Допив чай с женьшенем, Мабри отставила чашку.
— Боюсь, дорогой, что тебе впервые в жизни понадобится запастись терпением, — ядовито произнесла она.
Шон метнул на нее испепеляющий взгляд, но Мабри сделала вид, что не заметила его, и взялась за газету; ее прелестное лицо казалось совершенно безмятежным.
— Если ты меня не поддержишь, придется поискать поддержку в другом месте, — капризным голосом сказал Шон О'Рурк.
Ответ Мабри остановил его уже в дверях.
— На твоем месте я была бы чуть поосторожней со своим новым любимцем, — нежнейшим тоном молвила она. — Он может оказаться не столь благовоспитанным, как ты думаешь.
Шон хрипло рассмеялся:
— Именно это меня и вдохновляет, Мабри. За тиграми куда интереснее наблюдать, чем за домашними кошками.
— Смотри, как бы ты не зашел слишком далеко.
— Непременно, — ухмыльнулся Шон.
Лежа на кровати, он размышлял. Еще в тюремной камере он научился таким образом ускользать от действительности; при этом лишь бренная оболочка его тела покоилась на тонком матрасе, тогда как душа плавно парила в облаках. За бетонными тюремными стенами эхом прокатывались неясные звуки — голоса, лязг металлических дверей, звяканье ключей и монет, — но ничто не нарушало его свободного парения.
Он настолько приучил себя, что мог отключиться от бытия буквально в любую минуту. Разумеется, воссоздать тем самым себе алиби он не мог, да и не стремился — убеждать суд присяжных в своей невиновности в его планы не входило. Его интересовало лишь одно: как бы побыстрее со всем этим покончить.

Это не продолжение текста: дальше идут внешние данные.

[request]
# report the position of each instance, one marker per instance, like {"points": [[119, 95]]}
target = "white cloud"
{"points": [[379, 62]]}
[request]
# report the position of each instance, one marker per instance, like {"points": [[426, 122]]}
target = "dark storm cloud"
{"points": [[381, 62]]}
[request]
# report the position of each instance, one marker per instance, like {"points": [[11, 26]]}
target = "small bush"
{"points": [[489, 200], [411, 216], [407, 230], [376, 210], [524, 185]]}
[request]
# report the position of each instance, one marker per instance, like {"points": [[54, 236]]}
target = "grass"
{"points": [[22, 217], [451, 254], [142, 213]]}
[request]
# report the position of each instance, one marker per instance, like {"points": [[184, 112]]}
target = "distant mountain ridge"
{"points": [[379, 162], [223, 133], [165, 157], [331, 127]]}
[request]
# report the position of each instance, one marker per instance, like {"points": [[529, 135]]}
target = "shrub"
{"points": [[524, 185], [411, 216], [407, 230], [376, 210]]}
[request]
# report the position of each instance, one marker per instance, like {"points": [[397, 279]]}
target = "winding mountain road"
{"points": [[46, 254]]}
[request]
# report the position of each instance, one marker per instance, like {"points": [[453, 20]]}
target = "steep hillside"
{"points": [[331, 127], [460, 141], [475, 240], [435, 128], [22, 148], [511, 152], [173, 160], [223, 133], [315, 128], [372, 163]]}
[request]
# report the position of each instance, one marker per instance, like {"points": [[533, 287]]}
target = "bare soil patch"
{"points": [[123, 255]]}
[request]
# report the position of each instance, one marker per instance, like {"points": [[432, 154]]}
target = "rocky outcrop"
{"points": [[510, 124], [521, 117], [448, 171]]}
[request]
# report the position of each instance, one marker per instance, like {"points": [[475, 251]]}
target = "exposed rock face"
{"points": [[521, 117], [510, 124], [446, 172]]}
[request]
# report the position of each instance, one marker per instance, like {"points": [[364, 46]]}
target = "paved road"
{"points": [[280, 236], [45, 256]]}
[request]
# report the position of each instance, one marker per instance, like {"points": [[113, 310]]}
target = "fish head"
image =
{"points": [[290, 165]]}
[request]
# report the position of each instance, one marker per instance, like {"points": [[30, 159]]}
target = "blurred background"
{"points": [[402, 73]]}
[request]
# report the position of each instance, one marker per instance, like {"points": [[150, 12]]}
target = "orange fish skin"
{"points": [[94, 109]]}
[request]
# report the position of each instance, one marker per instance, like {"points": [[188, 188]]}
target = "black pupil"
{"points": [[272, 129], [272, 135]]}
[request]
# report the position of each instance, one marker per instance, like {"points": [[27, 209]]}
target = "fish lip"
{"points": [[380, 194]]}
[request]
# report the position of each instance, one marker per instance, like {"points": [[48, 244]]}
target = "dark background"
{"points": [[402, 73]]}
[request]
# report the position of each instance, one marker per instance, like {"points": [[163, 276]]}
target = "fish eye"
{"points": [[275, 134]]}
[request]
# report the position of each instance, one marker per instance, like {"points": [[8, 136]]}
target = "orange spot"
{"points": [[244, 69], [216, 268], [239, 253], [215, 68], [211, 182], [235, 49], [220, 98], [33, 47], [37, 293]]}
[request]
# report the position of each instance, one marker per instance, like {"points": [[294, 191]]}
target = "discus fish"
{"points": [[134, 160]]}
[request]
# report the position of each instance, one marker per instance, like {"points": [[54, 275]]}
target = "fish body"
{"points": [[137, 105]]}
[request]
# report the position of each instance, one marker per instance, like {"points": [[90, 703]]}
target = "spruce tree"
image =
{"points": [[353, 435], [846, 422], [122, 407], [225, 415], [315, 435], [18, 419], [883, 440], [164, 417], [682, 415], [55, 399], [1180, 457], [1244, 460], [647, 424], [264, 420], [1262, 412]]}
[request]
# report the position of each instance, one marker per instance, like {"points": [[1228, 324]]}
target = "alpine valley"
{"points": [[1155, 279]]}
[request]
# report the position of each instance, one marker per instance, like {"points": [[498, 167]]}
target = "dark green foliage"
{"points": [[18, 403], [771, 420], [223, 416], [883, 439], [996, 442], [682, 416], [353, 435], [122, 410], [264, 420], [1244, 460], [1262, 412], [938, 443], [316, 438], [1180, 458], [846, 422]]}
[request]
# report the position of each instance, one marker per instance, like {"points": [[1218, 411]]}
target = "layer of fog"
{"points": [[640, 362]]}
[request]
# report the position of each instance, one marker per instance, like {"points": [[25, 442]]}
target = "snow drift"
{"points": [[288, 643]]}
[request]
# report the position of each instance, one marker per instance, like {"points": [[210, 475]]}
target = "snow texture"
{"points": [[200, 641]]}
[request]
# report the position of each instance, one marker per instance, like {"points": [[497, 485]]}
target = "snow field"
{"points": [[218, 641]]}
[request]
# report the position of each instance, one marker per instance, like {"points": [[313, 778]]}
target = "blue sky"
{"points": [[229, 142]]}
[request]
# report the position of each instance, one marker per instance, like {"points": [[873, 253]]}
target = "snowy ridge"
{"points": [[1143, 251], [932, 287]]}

Был даже миг, когда он всерьез подумывал о том, чтобы признаться, но лишь остатки инстинкта самосохранения, теплившегося в самом дальнем уголке мозга, удержали его от этого пагубного шага. Признание бы безвозвратно отрезало пути назад. Лишь храня молчание или напрочь все отрицая, он мог надеяться посеять в умах присяжных хоть крупицу сомнения.